F1: quello della FIA rischia di essere un clamoroso autogol
Considerare i piloti più esposti come modelli passibili di afflizioni più pesanti è un abominio giuridico che non troverebbe giustificazione nell’ordinamento della Formula Uno né in qualsiasi altro regime, fosse anche il capitolato che regge la vita di un condominio di provincia.
Annunciare che si sta rivedendo una decisione, stranamente tempestiva per gli standard a cui siamo abituati, è una mossa molto maldestra da parte di Place de la Concorde. Si tratta di capire se l’ente regolatore del motorsport intenda stabilire nuove procedure in caso di analoghi episodi. Sarebbe comprensibile, ma l’idea della retroattività non dovrebbe nemmeno sfiorare i cervelli dei decisori.
Se il “fattaccio” servirà per inasprire le condanne ben venga, ma se è la base per la classica “pena esemplare” ci sarebbe molto di cui lamentarsi. Per ora la mossa risulta assai maldestra poiché non sta facendo altro che catalizzare l’attenzione su Lewis Hamilton piuttosto che sul problema.

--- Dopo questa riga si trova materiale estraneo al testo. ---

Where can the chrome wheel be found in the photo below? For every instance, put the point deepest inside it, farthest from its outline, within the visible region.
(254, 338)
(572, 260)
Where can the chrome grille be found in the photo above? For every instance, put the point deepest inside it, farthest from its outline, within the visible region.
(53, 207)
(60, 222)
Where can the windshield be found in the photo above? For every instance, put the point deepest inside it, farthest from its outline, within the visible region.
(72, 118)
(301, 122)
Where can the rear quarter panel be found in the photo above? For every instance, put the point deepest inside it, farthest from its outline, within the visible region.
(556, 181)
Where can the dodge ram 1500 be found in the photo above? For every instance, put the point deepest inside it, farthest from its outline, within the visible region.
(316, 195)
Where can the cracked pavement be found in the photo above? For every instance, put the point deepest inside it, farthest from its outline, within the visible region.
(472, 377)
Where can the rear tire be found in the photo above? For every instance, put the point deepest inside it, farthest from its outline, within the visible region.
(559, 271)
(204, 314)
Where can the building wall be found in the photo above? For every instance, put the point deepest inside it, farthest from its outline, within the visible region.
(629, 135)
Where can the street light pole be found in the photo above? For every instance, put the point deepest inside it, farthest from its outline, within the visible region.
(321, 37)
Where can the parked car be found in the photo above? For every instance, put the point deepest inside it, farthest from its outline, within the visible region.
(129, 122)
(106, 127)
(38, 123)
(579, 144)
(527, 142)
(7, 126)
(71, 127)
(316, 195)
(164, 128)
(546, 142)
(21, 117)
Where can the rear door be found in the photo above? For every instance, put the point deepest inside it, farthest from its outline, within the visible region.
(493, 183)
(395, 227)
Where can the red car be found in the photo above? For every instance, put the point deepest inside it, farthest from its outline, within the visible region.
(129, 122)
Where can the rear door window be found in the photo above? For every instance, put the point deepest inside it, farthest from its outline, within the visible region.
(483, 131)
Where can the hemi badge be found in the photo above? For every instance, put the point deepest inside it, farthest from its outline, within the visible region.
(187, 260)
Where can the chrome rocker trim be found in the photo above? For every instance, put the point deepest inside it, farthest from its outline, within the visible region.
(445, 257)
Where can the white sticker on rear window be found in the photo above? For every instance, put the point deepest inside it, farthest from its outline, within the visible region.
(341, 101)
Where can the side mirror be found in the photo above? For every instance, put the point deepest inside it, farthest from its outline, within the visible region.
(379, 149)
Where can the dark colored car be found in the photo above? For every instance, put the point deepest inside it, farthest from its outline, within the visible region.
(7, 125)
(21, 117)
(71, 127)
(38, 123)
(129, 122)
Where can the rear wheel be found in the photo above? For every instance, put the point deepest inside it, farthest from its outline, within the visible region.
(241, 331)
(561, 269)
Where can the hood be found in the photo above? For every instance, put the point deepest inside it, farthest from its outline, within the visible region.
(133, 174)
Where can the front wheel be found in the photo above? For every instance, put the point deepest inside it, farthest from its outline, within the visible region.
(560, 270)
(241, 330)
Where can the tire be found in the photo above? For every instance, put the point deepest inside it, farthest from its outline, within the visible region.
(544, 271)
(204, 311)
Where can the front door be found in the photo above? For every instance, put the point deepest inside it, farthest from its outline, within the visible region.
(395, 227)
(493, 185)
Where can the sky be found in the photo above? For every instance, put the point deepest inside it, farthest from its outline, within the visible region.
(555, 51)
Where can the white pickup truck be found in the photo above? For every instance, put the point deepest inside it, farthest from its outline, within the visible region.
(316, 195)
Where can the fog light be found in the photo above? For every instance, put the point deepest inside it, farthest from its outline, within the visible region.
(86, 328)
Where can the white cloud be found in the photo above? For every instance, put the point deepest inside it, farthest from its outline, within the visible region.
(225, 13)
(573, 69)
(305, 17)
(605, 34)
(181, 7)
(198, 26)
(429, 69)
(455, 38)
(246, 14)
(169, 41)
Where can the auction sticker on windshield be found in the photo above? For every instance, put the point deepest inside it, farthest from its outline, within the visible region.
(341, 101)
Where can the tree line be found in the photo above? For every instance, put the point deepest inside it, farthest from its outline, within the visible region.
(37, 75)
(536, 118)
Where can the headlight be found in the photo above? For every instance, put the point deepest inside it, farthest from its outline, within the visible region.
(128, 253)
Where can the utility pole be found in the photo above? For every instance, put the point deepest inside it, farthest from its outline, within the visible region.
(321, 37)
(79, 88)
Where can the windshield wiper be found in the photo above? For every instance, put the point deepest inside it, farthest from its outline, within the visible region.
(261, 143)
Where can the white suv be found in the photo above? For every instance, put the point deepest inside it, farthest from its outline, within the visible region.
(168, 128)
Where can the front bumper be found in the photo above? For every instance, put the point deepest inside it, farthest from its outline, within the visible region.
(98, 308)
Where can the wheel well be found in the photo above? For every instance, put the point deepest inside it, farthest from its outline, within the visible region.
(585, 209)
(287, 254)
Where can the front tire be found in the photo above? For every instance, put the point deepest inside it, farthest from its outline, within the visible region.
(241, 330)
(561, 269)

Non dovrebbe essere materia di discussione lo status del reo, ma l’infrazione in sé. L’augurio è che la Federazione Internazionale dell’Automobile non vada ad impelagarsi in un’altra grana autoprodotta. Nessuno ha bisogno di un altro passaggio storico cervellotico in uno sport alla ricerca della normalizzazione ma che troppo spesso ama farsi del male da sé.